Why It Might Win: There are several images from this film that will never leave my brain. The scene where the well catches fire is one of the most beautifully and disturbingly filmed sequences I’ve ever seen. It’s rich with detail even though it’s so dark. Throughout the movie, he does a great job of making sure you see every detail of DDL’s face, but maybe that’s more of a testament to the actor.
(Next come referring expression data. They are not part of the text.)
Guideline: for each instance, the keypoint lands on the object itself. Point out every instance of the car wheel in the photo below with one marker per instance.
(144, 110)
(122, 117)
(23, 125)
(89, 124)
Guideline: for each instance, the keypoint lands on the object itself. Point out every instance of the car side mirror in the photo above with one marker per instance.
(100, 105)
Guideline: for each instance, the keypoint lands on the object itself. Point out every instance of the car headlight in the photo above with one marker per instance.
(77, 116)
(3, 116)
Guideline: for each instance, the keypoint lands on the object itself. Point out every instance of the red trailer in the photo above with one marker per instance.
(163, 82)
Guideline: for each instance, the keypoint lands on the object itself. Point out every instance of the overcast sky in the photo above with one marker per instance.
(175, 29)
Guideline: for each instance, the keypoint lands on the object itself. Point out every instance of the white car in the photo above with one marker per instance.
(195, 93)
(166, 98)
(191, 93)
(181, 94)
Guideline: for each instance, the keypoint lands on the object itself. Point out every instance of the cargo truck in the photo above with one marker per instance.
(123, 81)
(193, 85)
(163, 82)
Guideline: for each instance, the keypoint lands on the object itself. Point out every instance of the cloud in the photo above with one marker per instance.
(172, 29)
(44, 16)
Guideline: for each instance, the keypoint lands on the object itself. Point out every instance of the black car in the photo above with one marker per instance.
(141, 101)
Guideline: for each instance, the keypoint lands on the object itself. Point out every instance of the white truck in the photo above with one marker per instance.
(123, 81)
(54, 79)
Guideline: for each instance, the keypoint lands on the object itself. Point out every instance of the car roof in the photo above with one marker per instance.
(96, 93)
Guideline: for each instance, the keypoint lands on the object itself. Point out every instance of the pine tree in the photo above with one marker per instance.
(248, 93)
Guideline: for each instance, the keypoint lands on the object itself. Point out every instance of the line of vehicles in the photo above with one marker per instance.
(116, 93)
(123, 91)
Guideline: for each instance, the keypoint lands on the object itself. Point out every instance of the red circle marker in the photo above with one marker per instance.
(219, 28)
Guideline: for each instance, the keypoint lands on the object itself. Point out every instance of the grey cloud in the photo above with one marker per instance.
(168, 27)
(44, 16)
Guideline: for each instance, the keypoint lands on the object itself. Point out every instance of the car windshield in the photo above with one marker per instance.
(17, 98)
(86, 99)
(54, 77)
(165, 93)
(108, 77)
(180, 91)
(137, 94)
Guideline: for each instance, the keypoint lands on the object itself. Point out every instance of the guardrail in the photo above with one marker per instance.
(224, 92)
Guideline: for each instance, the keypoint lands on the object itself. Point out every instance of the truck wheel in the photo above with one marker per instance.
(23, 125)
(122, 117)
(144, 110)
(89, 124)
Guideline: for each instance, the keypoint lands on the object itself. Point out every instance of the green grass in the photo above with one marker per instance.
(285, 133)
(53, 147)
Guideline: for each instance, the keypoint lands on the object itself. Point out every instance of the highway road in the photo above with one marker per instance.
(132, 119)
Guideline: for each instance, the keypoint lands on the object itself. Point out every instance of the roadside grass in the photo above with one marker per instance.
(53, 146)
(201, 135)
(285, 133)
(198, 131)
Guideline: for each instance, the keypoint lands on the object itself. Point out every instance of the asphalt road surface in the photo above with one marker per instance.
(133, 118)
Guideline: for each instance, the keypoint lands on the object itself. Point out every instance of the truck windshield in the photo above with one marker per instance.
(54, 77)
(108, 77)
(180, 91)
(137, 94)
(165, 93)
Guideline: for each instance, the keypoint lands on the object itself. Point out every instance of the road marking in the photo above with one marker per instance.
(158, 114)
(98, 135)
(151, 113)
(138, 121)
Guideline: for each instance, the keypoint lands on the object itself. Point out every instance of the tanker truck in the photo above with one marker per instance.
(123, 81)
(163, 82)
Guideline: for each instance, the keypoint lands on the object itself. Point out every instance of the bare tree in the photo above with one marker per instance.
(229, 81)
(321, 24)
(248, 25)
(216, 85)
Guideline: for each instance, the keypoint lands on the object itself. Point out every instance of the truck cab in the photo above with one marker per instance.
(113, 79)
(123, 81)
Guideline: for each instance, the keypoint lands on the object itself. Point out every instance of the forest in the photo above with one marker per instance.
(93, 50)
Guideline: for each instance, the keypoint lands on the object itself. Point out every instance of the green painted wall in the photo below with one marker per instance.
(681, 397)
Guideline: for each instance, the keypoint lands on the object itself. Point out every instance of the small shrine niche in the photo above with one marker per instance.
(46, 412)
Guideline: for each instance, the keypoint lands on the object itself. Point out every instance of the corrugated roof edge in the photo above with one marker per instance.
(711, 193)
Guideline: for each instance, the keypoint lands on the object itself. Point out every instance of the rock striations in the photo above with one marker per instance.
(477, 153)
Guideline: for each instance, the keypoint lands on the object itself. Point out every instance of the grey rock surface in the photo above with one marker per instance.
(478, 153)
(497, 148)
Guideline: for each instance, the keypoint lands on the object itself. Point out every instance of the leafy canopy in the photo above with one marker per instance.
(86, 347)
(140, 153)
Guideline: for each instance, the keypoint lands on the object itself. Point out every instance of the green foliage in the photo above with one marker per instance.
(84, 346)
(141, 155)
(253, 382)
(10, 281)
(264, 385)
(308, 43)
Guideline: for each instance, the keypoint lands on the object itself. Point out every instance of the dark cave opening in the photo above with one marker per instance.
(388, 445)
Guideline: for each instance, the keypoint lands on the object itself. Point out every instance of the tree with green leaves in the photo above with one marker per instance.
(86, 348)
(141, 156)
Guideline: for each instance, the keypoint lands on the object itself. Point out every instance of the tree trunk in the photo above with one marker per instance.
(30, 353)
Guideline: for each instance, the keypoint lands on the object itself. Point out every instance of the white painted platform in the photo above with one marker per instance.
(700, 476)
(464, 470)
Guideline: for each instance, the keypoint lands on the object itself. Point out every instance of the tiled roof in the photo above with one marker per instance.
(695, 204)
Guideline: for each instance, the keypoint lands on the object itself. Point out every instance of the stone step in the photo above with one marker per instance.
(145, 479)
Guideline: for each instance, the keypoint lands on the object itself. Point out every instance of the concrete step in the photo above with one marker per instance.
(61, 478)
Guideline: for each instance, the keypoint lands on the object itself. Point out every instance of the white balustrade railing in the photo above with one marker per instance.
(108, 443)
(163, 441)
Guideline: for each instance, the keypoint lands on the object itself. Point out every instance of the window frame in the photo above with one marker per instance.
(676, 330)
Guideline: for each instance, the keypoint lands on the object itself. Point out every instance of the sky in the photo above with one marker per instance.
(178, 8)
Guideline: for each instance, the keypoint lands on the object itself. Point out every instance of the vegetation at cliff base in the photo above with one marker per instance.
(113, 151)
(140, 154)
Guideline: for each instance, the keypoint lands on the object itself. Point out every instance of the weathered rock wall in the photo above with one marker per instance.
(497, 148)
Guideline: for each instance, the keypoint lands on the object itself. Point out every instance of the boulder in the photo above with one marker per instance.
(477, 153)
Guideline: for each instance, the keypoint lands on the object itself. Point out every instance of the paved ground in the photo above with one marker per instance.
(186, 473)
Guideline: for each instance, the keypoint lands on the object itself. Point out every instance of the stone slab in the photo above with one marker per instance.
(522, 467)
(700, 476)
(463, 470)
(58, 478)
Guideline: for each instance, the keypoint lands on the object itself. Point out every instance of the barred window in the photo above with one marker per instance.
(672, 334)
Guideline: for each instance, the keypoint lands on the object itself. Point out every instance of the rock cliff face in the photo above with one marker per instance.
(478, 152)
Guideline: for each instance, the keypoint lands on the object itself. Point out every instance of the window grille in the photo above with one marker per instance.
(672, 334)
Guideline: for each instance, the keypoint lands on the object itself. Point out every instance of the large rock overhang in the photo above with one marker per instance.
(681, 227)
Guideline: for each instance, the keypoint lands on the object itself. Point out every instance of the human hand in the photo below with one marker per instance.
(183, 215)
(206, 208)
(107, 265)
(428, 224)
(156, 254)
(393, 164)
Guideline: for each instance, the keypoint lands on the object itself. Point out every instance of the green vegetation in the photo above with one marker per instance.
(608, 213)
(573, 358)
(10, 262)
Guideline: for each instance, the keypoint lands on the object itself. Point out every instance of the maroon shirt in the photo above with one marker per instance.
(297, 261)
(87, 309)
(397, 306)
Why It Might Not Win: It might not win because it is so dark. Even though Pan’s Labyrinth was definitely as dark as There Will Be Blood, it’s also much more vibrant. Blood doesn’t have the benefit of being richly detailed, because at its core it’s more of a character-driven film, not a visually-driven one.

Who will win?

Janusz Kaminski, The Diving Bell and the Butterfly

It’s going to be hard to top a cinematographer who has the experience and undeniable expertise of Speilberg’s favorite photographer.

Who should win?

Robert Elswit, There Will Be Blood

I know people have been making the case that There Will Be Blood could take home many awards that aren’t technical, but Elswit’s work will stay with the collective movie-going public for some time.

Who got overlooked?

I think Harris Savides’ work this year got overlooked by many. Savides was the cinematographer on American Gangster, Zodiac, and Margot at the Wedding. Each film is stylistically different and all were well shot. From the gritty streets of Gangster‘s New York to the backwoods of Margot, I think the Academy did a disservice by overlooking this eclectic photographer.